神島の老翁が授けた瓶子と群来
どんな伝承か
姥神宮の由来は次のように伝える。いつのころか、素性も知れぬ一人の老女がこの浦に住み、雲を見て雨を知り、天を仰いで風を察し、山野海辺の四季の事どもを教えて一つも外さなかった。人々は慈母のように敬い、於憐姥と呼んだ。二月初めの夜更け、神島から光の橋が渡るように老女の草屋を射たので、光をたどって島へ行くと、白髪の老翁が巌の上にいて小瓶を授け、この白い水を海に注げば鯡が群来すると告げて消えた。教えのとおりにすると海は米のとぎ汁のように濁り、魚が押し寄せて舟に満ちた。
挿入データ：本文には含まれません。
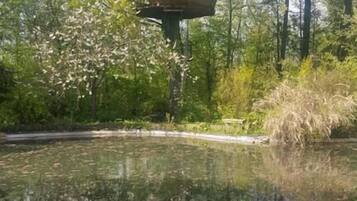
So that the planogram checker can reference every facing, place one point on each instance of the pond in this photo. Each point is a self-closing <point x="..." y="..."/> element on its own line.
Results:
<point x="160" y="169"/>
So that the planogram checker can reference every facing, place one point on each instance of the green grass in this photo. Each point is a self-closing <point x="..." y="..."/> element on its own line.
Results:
<point x="202" y="127"/>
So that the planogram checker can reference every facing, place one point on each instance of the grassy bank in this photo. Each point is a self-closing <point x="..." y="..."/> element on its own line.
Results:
<point x="202" y="127"/>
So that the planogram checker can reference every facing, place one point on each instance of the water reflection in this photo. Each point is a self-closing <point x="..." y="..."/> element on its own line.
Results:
<point x="167" y="169"/>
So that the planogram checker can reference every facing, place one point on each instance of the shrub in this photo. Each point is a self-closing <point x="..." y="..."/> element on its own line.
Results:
<point x="310" y="107"/>
<point x="238" y="89"/>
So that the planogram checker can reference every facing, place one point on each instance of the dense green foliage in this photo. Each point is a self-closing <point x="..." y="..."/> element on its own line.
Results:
<point x="87" y="60"/>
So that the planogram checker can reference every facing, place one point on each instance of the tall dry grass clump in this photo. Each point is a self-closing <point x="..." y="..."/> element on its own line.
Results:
<point x="309" y="107"/>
老女はやがて行方を絶ち、人々は残された神像を姥が神と崇めて祠を営んだという。
※伝承地の場所は必ずしも正確ではありません
出典の文献について
日本伝説大系 第1巻(日本伝説大系編集委員会・日本伝説大系(みずうみ書房)・現代(編纂)/伝承(口承))
『日本伝説大系 第1巻』所収の「文化叙事伝説」48話(北海道・青森)を収める。各話は伝承地を市町村〜字レベルまで明記し、例話・類話・文献を備える。